The Community Development Authority of Brooklyn Park, a suburb of Minneapolis-St. Paul, had long contemplated partnering with nearby Hennepin Technical College to build an energy efficient home on city-owned property. Such a project could serve not only as a teaching tool for HTC students – who are training in carpentry, cabinetmaking, landscaping, and architectural drafting – but also as a green-building demonstration project for the community. And construction costs could be recouped when the house is offered for sale.
It turns out that the plan worked out pretty much as hoped.

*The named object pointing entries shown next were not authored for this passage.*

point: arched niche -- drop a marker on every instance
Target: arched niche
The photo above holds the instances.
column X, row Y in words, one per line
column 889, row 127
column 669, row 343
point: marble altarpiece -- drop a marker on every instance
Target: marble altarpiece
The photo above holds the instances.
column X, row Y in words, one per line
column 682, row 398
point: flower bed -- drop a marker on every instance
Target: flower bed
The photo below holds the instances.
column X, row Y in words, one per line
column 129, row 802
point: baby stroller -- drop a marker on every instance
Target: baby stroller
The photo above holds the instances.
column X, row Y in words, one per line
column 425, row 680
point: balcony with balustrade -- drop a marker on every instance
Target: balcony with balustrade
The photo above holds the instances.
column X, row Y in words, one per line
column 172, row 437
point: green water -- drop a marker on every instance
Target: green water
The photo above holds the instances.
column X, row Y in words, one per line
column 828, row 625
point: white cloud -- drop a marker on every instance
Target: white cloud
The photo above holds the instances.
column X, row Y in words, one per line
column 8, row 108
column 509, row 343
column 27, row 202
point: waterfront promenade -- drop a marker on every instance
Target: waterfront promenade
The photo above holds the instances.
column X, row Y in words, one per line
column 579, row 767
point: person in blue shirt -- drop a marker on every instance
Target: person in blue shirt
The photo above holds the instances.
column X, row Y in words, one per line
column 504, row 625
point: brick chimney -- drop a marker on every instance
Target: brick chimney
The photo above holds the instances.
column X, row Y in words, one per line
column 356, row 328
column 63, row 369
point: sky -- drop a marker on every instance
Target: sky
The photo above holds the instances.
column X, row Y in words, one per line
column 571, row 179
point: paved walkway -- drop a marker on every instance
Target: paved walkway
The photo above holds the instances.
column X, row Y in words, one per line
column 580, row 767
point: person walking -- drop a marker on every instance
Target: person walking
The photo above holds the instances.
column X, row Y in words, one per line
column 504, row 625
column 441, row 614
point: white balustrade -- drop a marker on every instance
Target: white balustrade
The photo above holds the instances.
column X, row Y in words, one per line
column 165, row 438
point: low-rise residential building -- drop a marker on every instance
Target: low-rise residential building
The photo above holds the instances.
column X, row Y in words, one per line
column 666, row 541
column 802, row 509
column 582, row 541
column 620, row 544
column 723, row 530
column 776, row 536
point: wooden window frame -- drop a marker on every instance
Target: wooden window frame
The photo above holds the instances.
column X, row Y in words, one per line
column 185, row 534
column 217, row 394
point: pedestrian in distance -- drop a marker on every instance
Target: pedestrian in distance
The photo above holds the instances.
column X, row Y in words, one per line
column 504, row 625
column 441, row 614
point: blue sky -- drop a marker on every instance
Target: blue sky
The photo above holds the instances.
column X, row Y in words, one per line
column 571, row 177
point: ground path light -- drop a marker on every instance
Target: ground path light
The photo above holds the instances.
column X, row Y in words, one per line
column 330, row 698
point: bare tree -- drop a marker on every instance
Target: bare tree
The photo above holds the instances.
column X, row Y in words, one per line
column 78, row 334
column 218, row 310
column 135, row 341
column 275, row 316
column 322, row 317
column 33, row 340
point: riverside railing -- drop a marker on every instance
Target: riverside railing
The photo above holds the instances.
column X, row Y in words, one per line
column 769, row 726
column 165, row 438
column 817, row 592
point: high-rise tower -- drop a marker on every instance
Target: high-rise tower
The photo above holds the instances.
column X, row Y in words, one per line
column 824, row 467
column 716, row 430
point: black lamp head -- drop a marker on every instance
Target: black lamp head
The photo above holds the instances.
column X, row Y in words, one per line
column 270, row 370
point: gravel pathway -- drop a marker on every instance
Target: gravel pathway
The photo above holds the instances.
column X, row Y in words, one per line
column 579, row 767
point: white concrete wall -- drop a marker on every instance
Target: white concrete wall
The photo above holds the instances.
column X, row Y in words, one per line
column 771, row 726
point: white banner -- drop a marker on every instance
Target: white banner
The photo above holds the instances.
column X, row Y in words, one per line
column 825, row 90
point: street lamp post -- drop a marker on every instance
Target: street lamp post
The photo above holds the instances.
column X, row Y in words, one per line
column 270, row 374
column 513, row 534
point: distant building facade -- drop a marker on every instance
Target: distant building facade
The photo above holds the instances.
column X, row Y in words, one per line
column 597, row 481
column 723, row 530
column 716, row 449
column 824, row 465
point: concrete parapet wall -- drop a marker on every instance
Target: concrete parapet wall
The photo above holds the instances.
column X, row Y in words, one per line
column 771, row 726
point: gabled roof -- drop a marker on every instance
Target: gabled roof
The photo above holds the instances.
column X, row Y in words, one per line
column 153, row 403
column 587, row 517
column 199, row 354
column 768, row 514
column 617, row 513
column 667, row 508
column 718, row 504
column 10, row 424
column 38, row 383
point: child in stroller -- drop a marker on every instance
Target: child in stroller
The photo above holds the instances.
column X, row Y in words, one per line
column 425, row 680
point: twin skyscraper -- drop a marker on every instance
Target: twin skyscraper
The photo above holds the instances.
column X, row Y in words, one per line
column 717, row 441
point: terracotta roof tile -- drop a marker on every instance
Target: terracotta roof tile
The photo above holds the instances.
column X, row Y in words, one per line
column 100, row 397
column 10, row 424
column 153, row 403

The four-bedroom, three-bath Brooklyn Park house, completed this summer, listed for $349,900 and has already sold. With 2,780 sq. ft. of conditioned space, the building features ICF foundation walls, Dow structural insulated sheathing on exterior walls, a heat recovery ventilator, a heat pump with a SEER rating of 16, FSC-certified lumber on 90% of the project, and low- and no-VOC paints and stains. The house qualified for certification by the Minnesota GreenStar program.
HTC’s homebuilding juggernaut
But Brooklyn Park isn’t HTC’s only green-home project. A team of about 42 HTC students, with guidance from construction professionals, recently completed a house on property owned by the city of Minnetonka, another Minneapolis-St. Paul suburb. This home, notes a story published this week by the Star Tribune, also is designed for energy efficiency and will be inspected for a LEED for Homes rating, which, city officials say, would make it one of only 17 LEED-certified single-family homes in the state.
“It is a well-built house. The building inspectors from Minnetonka said it’s one of the best homes they have looked at,” carpentry instructor Bill Joos told the paper.
The Minnetonka home, built in partnership with the city and the Neighborhood Energy Connection, a nonprofit energy-conservation consultancy, will be offered for sale in the fall.